When Jesus told these parables, he was there in the flesh, the savior of humanity, the seeker of the lost. After he rose from the dead, his sent his disciples to save the lost, to preach his gospel to every creature. We are the latest in that long line of helpers.
Sometimes, though, we can feel lost ourselves. Life can be complex and hard, with no easy answers. We can lose our way back to God because we’re afraid and dealing with human limitations, hunkered down like a lost sheep. On the anniversary of the 9/11 attacks, we remember where we were when we heard the news. We remember the people who were killed, wounded, or stricken with PTSD that day or in the years of war in the Middle East that followed it. 9/11 can remind us of other losses that still need to be healed It’s okay to feel sad, lost, to feel the normal human emotions we all have. It’s okay to take the time to just sit still and wait, listening for the footsteps of the approaching shepherd, Jesus walking through our difficulties like the determined friend God is. Let God find you. Let your friends know when you need help. We need each other to stay strong, to keep inspired, and to keep our focus on Christ.

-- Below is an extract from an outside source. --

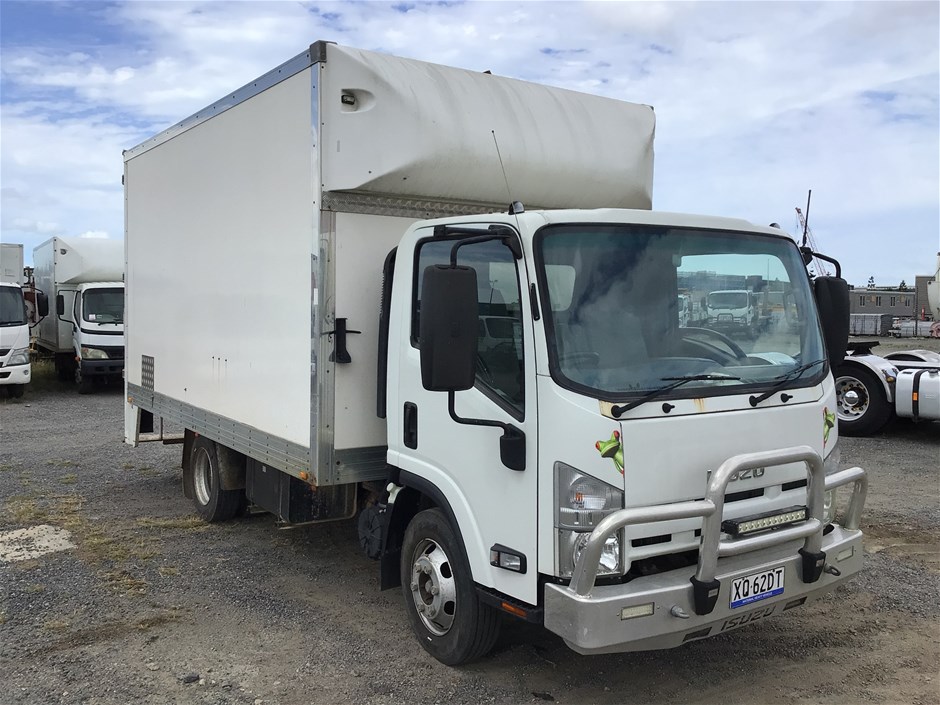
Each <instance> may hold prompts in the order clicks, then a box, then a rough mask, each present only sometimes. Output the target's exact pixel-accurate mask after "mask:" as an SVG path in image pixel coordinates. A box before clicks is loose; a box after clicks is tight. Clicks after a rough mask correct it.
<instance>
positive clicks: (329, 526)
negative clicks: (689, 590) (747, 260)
mask: <svg viewBox="0 0 940 705" xmlns="http://www.w3.org/2000/svg"><path fill="white" fill-rule="evenodd" d="M890 342H892V343H893V342H894V341H890ZM899 342H901V343H903V344H904V345H903V346H902V347H906V348H913V347H924V345H922V344H921V343H923V342H924V341H899ZM928 342H930V341H928ZM938 342H940V341H938ZM886 348H887V346H885V347H883V348H882V350H885V349H886ZM37 381H38V382H39V383H38V384H36V385H34V387H32V388H30V389H29V390H28V391H27V393H26V396H24V397H23V398H22V399H19V400H6V399H5V400H2V401H0V504H2V512H0V543H2V541H3V540H4V537H6V539H9V537H10V532H13V531H18V530H23V529H29V530H32V531H34V532H36V531H37V529H36V527H43V526H44V527H49V528H47V529H44V530H42V531H41V532H40V533H39V534H35V533H34V534H30V535H28V536H29V537H28V539H25V540H22V541H21V544H22V546H23V547H24V550H25V549H38V548H40V547H41V544H42V542H43V541H56V540H59V541H66V542H68V544H64V546H66V550H58V551H55V552H50V553H47V554H45V555H41V556H37V557H33V558H29V557H24V556H23V555H20V556H19V557H17V558H15V559H14V560H9V561H6V562H4V561H3V560H0V702H2V703H3V704H4V705H6V704H7V703H9V704H11V705H12V704H14V703H19V704H23V705H47V704H53V703H87V704H90V705H105V704H107V705H111V704H119V703H120V704H124V703H142V704H147V705H149V704H153V705H157V704H160V705H164V704H170V703H174V704H175V703H180V704H182V703H197V704H206V705H209V704H219V705H221V704H242V703H246V704H249V705H263V704H264V705H275V704H279V705H292V704H295V703H296V704H300V703H528V702H557V703H703V704H708V703H714V704H719V703H720V704H723V705H726V704H730V703H788V704H790V703H825V704H826V705H832V704H835V703H846V704H849V703H851V704H853V705H854V704H856V703H862V702H871V703H892V704H893V703H905V704H908V703H909V704H917V705H928V704H934V703H940V674H938V665H940V628H938V627H940V620H938V617H940V424H937V423H921V424H917V425H914V424H912V423H906V422H901V421H896V422H893V423H892V424H890V425H889V426H888V427H887V428H886V429H885V430H884V431H883V432H882V433H880V434H878V435H877V436H875V437H872V438H864V439H853V438H843V439H842V440H841V443H842V453H843V465H844V466H851V465H861V466H863V467H865V468H866V469H867V470H868V471H869V476H870V491H869V499H868V504H867V510H866V516H865V519H864V522H863V528H864V529H865V530H866V532H867V540H866V570H865V571H864V572H863V574H862V575H861V576H859V578H858V579H856V580H855V581H853V582H852V583H850V584H849V585H848V586H847V587H845V588H842V589H840V590H839V591H837V592H836V593H834V594H832V595H829V596H828V597H826V598H825V599H823V600H821V601H819V602H817V603H814V604H811V605H807V606H805V607H803V608H800V609H797V610H792V611H790V612H788V613H787V614H786V615H783V616H780V617H777V618H775V619H773V620H769V621H766V622H760V623H758V624H755V625H753V626H749V627H746V628H743V629H740V630H737V631H734V632H731V633H729V634H725V635H722V636H718V637H715V638H712V639H707V640H705V641H702V642H695V643H691V644H688V645H686V646H684V647H682V648H678V649H674V650H670V651H662V652H647V653H637V654H619V655H612V656H595V657H584V656H579V655H577V654H575V653H574V652H572V651H570V650H569V649H568V648H567V647H566V646H565V645H564V644H563V643H562V642H561V641H560V640H559V639H558V638H556V637H554V636H553V635H551V634H550V633H548V632H545V631H543V630H541V629H538V628H535V627H533V626H529V625H524V624H521V623H518V622H508V621H507V623H506V624H505V625H504V629H503V633H502V636H501V638H500V641H499V642H498V644H497V646H496V648H495V650H494V652H493V653H492V654H491V655H490V656H489V657H488V658H487V659H485V660H483V661H480V662H478V663H474V664H471V665H468V666H465V667H461V668H449V667H446V666H443V665H441V664H439V663H438V662H436V661H434V660H433V659H432V658H430V657H429V656H428V655H427V654H426V653H425V652H424V651H423V650H422V649H421V647H420V646H419V644H418V643H417V642H416V640H415V639H414V637H413V636H412V634H411V632H410V630H409V627H408V623H407V618H406V615H405V612H404V609H403V607H402V598H401V594H400V592H399V591H397V590H396V591H388V592H379V590H378V588H377V568H376V564H375V563H374V562H372V561H370V560H368V559H367V558H366V557H365V556H364V555H363V554H362V552H361V551H360V550H359V548H358V544H357V539H356V530H355V525H354V523H353V522H339V523H335V524H324V525H319V526H312V527H305V528H298V529H280V528H278V527H277V525H276V524H275V521H274V519H273V518H272V517H271V516H270V515H266V514H256V515H251V516H248V517H245V518H242V519H238V520H235V521H233V522H230V523H225V524H219V525H211V526H207V525H204V524H202V523H200V522H199V521H198V520H196V519H195V518H194V516H193V513H192V510H191V507H190V505H189V504H188V502H187V501H186V500H185V499H184V498H183V496H182V489H181V482H180V471H179V456H180V447H179V446H158V445H156V444H150V445H148V446H146V447H141V448H138V449H133V448H130V447H128V446H125V445H123V444H122V436H123V428H122V424H123V417H122V401H123V399H122V393H121V390H120V389H104V390H100V391H99V392H98V393H96V394H94V395H90V396H79V395H78V394H76V393H75V391H74V390H73V389H71V388H70V387H68V386H60V385H59V384H58V383H55V382H53V381H51V380H46V381H45V382H43V376H42V375H37ZM62 530H64V532H67V533H64V532H63V531H62ZM42 532H44V533H42ZM20 536H22V535H20ZM69 544H70V545H71V546H73V547H71V548H68V547H67V546H68V545H69ZM59 547H60V548H61V547H63V544H60V545H59Z"/></svg>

We’re never out of reach of the Good Shepherd.
God works through us to search and rescue, not just the lost, but also each other. That’s because we all need someone with skin on, someone we can see and talk with who knows Jesus. Sometimes, we’re the only Bible another person has ever read, the only caring Christian who proves to them that Jesus is real and cares about them right where they are, no matter what they’ve done or how beyond forgiveness they think they are. We need to pray for them, listening for the guidance the Holy Spirit brings. But prayer by itself isn’t enough. We need to act, to show them the caring nature of God. That’s why mission activities are so important.
And when someone who was lost finally realizes the true nature of grace, the unconditional, cleansing love of God through Christ, there is a huge party in heaven. The angels dance, the Christians who went before us sing and grin and hug and rejoice, and Jesus prepares one more treasure chest to be filled with blessings by the person who is starting fresh. And all God’s people said, Amen.